Libby, 56, is accused of lying to investigators probing whether CIA operative Valerie Plame’s identity was deliberately leaked to discredit her husband, former Ambassador Joseph Wilson, a critic of the Iraq war.

U.S. Attorney Patrick Fitzgerald told jurors that Libby “made up” a story about learning of Plame’s identity from NBC journalist Tim Russert even though he heard it from Cheney a month earlier.

Libby was “the innocent person to be sacrificed” to protect Rove, defense attorney Ted Wells said during opening statements Tuesday in Washington. “He was concerned about being the scapegoat.”

Rove is one of President Bush’s closest advisers. Fitzgerald investigated Rove, 56, and decided not to press charges against him.

“Unlike Karl Rove, you will learn, Mr. Libby had not been out pushing stories about Ms. Wilson,” Wells said. “Mr. Libby was just a staff member. Karl Rove was the lifeblood of the Republican Party.”

After Libby began to worry that he would become a scapegoat, he went to Cheney with his concerns, Wells said. Cheney wrote a note saying one staffer shouldn’t be sacrificed to protect another, meaning Rove, Wells said.

“We are not commenting on an ongoing criminal matter,” White House spokeswoman Dana Perino said when asked about Wells’ statements.

Libby is charged with perjury, obstruction of justice and making false statements, and faces up to 10 years in prison if convicted of obstruction, the most serious charge. Libby resigned after he was indicted in October 2005.

Wells said any misstatements Libby made to investigators were “innocent mistakes” resulting from the faulty memory of a man focused on national-security concerns.

The indictment charges that Libby falsely told a grand jury that he first learned about Plame’s identity from Russert on July 10, 2003. Fitzgerald played for the jurors an audio excerpt from Libby’s grand jury testimony in which he described the conversation and said he didn’t want to confirm any information for Russert.

After the opening statements, the first witness, Marc Grossman, a former undersecretary of state, testified that he told Libby on June 11 or 12, 2003, that Wilson’s wife worked for the CIA.
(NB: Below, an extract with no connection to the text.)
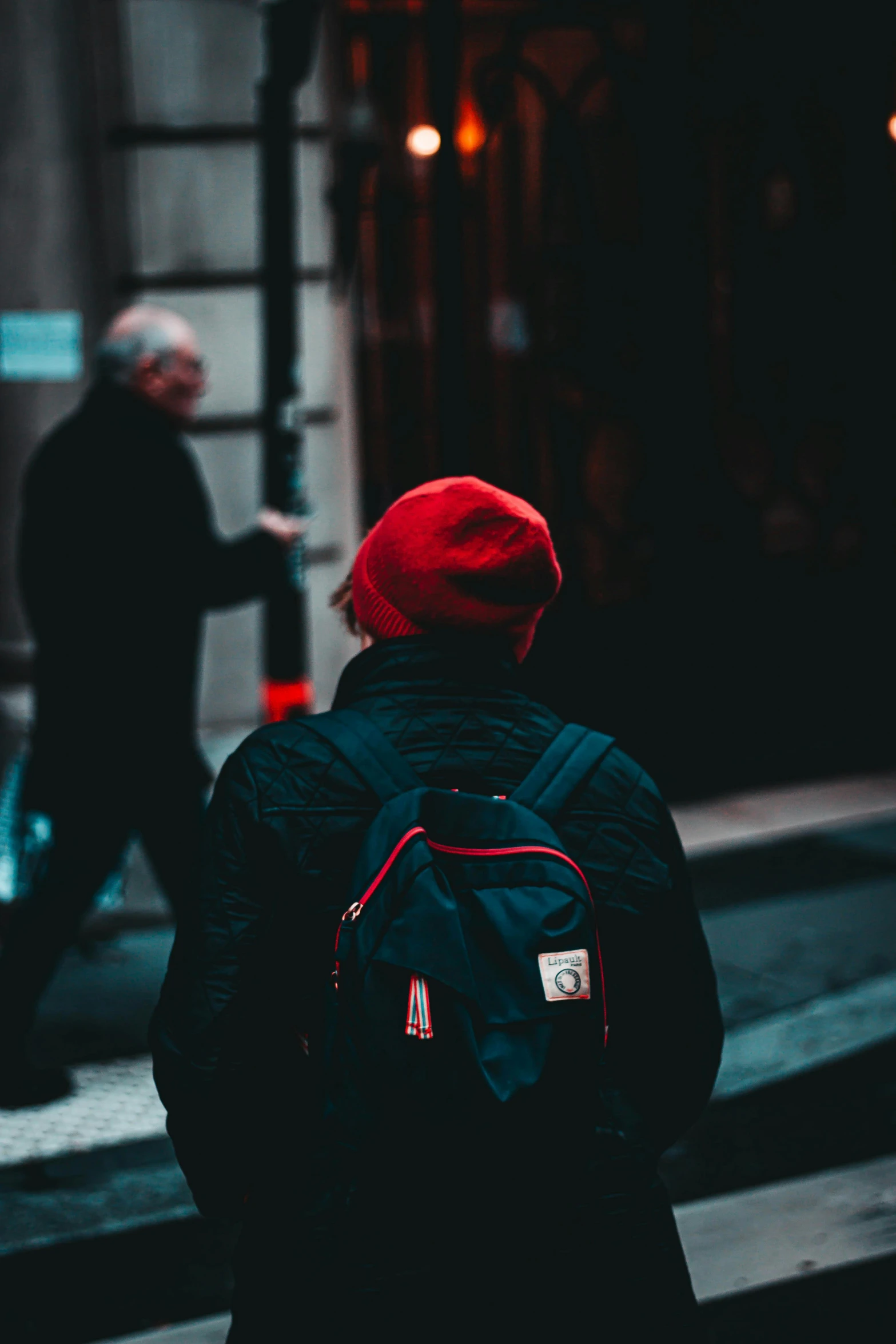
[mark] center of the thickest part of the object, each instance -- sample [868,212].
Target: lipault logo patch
[564,975]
Grossman said Libby had asked him whether he knew anything about an ambassador visiting Africa. Grossman confirmed the trip and that the ambassador was Wilson. Grossman then requested more information and found out that Wilson’s wife was a CIA operative who coordinated her husband’s trip.

No one has been charged with leaking Plame’s identity. It is a crime to knowingly reveal the identity of a covert CIA agent.